Las baterías habían sido ya emplazadas a cero. Sólo una vaga admonición a las tropas vencedoras, un difuso anatema caía sobro ellas: la Navidad. ¿Navidad? ¿Quién osaría contarle a quién la historia de un niño, de un asno y de un buey? Nadie. Y sin embargo, la Navidad flotaba en el espacio y el coronel Muñoz, extrañamente preocupado, en medio de la euforia descubría sabotajes por todas partes, sobre todo en los servicios de transmisiones y transportes. ¿Por qué se había elegido esa fecha para montar el ataque?

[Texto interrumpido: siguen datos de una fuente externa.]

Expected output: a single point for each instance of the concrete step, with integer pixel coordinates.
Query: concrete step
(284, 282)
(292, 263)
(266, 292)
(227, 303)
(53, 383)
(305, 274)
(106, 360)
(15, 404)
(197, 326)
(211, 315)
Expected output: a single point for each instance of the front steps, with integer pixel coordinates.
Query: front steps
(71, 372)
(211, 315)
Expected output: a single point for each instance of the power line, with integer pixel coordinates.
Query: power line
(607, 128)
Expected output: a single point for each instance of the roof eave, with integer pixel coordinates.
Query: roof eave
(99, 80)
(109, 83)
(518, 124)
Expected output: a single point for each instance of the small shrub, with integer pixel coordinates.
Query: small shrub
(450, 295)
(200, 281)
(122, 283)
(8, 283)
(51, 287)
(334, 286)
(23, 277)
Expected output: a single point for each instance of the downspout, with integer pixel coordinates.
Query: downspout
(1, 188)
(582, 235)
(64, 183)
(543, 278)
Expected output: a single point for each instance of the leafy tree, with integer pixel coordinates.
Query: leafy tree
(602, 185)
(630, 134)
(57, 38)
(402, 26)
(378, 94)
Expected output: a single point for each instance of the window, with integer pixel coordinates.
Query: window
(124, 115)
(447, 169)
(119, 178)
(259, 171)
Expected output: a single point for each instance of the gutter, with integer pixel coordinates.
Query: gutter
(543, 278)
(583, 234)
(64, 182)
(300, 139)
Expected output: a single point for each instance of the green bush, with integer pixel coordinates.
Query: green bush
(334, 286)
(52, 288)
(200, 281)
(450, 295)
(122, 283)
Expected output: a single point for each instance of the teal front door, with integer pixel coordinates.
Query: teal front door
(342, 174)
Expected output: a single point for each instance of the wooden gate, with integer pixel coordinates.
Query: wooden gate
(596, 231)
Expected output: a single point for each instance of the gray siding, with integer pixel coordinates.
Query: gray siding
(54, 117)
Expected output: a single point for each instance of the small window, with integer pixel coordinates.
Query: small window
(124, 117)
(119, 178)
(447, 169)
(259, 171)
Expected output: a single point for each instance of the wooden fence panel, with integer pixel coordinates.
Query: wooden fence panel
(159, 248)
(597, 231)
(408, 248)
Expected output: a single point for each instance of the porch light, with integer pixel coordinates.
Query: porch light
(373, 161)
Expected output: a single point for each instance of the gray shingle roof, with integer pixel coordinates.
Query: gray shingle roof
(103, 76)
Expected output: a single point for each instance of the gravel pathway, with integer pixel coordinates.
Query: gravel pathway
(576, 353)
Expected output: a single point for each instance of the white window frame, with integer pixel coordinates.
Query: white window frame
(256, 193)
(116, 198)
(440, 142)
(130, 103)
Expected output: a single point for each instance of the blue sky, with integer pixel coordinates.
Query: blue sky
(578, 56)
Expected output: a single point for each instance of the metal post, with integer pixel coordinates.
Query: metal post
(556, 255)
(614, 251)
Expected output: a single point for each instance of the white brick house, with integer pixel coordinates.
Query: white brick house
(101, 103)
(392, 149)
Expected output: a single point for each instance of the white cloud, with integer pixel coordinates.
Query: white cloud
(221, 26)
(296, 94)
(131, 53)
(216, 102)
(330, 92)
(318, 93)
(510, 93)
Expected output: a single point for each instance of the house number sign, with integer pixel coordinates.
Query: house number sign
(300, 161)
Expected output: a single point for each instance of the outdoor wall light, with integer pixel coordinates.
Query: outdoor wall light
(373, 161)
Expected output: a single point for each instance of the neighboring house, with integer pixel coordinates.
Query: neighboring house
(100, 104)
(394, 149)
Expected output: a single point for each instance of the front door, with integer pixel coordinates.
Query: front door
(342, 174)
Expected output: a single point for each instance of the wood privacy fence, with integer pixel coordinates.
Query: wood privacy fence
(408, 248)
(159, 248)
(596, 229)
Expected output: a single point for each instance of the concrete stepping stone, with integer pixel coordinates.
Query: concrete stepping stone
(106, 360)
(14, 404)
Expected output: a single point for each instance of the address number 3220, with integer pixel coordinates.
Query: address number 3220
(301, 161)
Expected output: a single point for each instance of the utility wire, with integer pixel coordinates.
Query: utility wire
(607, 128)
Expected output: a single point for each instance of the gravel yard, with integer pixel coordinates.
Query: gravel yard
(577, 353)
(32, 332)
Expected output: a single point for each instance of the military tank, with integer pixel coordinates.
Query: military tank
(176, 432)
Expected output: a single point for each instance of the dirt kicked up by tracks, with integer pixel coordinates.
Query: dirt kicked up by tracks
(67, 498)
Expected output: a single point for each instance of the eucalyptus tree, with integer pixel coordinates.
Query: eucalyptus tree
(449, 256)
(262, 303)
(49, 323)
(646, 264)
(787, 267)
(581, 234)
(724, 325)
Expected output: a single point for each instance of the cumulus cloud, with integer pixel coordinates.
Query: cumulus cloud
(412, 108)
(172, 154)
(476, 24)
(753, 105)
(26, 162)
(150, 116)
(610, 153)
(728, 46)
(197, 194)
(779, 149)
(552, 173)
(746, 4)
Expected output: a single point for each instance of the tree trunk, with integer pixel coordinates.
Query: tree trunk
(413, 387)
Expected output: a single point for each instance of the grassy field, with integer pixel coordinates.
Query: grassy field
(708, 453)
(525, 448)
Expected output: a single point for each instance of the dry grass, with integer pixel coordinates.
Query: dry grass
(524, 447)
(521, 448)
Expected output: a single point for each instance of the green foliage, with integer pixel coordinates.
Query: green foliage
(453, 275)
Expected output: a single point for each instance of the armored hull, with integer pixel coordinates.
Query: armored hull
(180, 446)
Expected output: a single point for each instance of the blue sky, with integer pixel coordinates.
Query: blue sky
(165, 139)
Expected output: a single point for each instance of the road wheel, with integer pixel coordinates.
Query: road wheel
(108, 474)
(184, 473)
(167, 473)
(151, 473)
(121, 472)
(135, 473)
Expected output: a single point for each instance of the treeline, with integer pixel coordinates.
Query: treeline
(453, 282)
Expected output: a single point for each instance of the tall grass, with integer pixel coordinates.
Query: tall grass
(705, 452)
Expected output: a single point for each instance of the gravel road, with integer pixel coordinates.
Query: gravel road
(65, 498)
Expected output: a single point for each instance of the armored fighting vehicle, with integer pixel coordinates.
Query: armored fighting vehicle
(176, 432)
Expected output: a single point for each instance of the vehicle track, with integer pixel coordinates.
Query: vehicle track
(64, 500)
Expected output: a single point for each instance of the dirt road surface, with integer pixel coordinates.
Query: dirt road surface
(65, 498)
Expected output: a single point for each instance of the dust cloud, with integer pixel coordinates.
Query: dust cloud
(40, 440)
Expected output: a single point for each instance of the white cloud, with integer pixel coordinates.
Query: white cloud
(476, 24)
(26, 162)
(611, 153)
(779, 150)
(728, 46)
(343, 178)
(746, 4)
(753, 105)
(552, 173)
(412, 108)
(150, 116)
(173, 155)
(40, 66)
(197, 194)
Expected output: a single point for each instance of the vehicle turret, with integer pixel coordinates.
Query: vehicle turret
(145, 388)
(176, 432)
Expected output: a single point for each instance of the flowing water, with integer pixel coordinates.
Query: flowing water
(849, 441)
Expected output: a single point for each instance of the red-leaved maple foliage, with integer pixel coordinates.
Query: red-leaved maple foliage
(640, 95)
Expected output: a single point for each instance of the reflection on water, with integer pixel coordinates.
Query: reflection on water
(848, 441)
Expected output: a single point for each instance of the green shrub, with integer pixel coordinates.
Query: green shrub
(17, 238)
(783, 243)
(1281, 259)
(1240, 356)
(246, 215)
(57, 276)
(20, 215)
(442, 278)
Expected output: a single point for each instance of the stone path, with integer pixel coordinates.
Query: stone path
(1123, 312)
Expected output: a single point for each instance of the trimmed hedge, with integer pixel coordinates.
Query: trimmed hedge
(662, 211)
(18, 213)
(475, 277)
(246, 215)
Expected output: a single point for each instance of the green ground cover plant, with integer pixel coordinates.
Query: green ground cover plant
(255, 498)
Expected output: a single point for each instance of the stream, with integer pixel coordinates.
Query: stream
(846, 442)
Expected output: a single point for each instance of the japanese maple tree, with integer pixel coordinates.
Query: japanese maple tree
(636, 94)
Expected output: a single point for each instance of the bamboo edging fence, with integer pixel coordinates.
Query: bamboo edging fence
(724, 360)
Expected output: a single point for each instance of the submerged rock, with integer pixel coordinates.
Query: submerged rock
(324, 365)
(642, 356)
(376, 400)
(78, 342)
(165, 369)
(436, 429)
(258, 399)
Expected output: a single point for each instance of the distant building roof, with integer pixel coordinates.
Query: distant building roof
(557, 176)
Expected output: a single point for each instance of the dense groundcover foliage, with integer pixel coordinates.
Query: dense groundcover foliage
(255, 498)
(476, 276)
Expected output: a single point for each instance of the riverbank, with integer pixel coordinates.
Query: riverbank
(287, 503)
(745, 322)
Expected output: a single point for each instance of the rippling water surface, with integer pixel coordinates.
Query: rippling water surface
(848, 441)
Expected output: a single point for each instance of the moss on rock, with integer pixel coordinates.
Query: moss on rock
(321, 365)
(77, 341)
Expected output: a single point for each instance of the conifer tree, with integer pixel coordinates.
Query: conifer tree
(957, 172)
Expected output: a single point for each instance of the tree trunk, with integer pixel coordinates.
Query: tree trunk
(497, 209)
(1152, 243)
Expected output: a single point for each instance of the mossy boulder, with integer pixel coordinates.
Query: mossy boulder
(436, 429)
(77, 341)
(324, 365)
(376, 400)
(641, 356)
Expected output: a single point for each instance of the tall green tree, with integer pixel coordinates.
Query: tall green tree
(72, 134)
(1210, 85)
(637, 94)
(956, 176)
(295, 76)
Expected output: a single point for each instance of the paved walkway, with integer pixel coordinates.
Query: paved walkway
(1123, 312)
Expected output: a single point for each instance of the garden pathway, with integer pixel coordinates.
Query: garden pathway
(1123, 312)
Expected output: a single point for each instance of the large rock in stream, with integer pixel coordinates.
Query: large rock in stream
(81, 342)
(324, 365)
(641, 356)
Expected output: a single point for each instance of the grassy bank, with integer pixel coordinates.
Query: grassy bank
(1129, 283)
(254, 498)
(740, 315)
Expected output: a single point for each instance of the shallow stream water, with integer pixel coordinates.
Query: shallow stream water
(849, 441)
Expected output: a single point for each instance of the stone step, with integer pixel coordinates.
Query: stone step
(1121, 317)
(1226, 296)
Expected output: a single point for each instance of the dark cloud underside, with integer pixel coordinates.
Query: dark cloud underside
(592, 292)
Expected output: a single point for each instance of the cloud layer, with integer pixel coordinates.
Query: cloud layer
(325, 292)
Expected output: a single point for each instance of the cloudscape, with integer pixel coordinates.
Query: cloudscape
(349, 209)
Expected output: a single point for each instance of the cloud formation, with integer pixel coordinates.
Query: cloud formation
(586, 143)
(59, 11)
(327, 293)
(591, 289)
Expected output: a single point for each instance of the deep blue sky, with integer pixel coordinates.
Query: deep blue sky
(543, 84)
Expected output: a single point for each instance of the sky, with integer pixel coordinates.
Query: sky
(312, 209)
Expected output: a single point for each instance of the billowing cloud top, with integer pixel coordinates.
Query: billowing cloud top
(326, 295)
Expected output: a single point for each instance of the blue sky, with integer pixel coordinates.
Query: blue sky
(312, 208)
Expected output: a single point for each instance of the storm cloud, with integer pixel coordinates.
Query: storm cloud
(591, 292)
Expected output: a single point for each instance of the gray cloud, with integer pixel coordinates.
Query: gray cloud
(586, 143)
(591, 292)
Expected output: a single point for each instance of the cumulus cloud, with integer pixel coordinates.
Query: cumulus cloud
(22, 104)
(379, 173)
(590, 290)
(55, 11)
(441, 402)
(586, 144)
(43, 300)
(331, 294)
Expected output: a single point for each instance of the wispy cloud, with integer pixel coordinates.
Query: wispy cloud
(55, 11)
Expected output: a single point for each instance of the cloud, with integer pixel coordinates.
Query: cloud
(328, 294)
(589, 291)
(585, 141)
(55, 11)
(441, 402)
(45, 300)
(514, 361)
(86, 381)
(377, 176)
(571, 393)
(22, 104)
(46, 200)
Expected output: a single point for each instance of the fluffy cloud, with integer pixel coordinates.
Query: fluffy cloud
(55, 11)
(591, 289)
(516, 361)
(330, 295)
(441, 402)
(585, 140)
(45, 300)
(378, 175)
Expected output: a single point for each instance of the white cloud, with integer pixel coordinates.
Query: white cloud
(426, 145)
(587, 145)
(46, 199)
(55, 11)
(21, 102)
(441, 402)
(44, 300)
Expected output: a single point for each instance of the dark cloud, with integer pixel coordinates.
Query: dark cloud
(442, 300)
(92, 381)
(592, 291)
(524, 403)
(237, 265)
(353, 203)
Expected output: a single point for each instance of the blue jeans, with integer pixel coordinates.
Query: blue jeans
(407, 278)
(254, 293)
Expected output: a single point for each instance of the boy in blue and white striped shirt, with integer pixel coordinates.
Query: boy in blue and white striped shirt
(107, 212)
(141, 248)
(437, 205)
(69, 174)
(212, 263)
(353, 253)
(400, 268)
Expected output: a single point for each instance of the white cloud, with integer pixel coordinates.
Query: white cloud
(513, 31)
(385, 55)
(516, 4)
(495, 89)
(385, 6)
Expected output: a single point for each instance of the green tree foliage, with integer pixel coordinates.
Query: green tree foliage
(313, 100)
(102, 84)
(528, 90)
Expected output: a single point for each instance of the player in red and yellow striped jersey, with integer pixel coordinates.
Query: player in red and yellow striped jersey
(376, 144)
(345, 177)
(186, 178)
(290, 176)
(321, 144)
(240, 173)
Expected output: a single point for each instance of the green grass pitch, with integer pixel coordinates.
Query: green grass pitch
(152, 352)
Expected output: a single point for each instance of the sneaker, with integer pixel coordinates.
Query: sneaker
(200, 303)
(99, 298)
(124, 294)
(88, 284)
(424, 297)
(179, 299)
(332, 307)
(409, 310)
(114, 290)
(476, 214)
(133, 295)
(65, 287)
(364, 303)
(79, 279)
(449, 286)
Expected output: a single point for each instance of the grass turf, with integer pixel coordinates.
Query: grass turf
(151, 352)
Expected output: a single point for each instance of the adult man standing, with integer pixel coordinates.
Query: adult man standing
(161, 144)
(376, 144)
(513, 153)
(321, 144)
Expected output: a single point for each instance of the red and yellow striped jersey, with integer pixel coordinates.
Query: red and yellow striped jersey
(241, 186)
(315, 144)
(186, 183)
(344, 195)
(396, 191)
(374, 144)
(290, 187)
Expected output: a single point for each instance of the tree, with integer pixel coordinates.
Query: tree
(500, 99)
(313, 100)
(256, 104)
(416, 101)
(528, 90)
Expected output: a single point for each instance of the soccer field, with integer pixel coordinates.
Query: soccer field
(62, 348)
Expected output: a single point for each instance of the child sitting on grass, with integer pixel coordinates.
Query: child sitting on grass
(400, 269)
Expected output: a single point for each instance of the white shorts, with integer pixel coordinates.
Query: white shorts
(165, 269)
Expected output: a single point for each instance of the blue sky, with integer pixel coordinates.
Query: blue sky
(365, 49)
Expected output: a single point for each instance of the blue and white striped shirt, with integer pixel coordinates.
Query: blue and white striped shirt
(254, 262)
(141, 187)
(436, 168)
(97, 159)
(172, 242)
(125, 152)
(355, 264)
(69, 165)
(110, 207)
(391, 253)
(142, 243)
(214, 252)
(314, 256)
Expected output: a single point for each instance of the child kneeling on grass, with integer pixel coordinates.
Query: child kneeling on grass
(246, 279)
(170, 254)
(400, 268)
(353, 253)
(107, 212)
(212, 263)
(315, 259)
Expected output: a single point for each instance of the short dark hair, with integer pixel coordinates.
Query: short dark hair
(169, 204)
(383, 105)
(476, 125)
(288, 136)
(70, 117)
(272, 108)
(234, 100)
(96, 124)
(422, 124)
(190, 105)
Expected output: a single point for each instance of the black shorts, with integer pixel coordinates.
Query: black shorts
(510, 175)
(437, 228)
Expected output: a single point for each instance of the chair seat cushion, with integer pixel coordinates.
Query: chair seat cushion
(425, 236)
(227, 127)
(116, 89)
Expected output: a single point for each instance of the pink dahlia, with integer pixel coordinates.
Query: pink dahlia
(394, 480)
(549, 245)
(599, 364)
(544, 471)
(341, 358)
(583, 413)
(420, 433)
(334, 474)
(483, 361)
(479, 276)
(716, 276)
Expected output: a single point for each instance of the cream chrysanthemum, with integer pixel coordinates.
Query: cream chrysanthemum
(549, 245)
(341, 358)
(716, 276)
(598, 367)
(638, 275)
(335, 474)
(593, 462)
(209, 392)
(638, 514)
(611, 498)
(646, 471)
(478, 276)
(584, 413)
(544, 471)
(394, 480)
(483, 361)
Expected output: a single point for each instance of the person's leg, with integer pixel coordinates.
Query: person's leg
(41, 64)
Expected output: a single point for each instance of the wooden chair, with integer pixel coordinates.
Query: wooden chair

«¡Ha volado el Banco de España!» Cosme Vila pensó en el Banco Arús. «¡Ha volado la Comandancia Militar!» Cosme Vila vio que las ruinas del edificio humeaban, como si los jefes y oficiales sepultados en ellas fumaran o enviaran a la superficie su último aliento. ¿Quedaban aún defensores? Sí, en el Seminario, Y además, estaba allí la Navidad.

Gorki, fiel a su sino, en su avance penetró en el cementerio, evocando una frase de Trotsky: «A veces me sentía extenuado, pero invisibles reservas de energía me permitían seguir luchando horas y horas». En el cementerio había unos cuantos nichos vacíos, en cada uno de los cuales se había deslizado, boca abajo y pies para adentro, un miliciano, de modo que de cada nicho salía un fusil. El anarquista Sidonio, el de la mujer-cañón, disparaba desde el interior de un tubo de uralita que descubrió en una azotea. Ideal y el Cojo avanzaban con la colilla apagada en los labios y cantando: «En el fondo del mar, materilerilerile; en el fondo del Mar, materilerilerón, pon». Dimas procuraba no pisotear nada, respetar los cristales y los objetos abandonados, y mosén Francisco, que se había dejado crecer las patillas en forma de culata de fusil, fracasaba una y otra vez en sus intentos de confesar a alguien. Ningún herido le hacía caso. «¿Qué estás diciendo? ¿Cura tú…? ¡Que te parto la nuez!» El cabo Laguna, de Albacete, le dijo: «Basta ya de este asunto. Punto en boca».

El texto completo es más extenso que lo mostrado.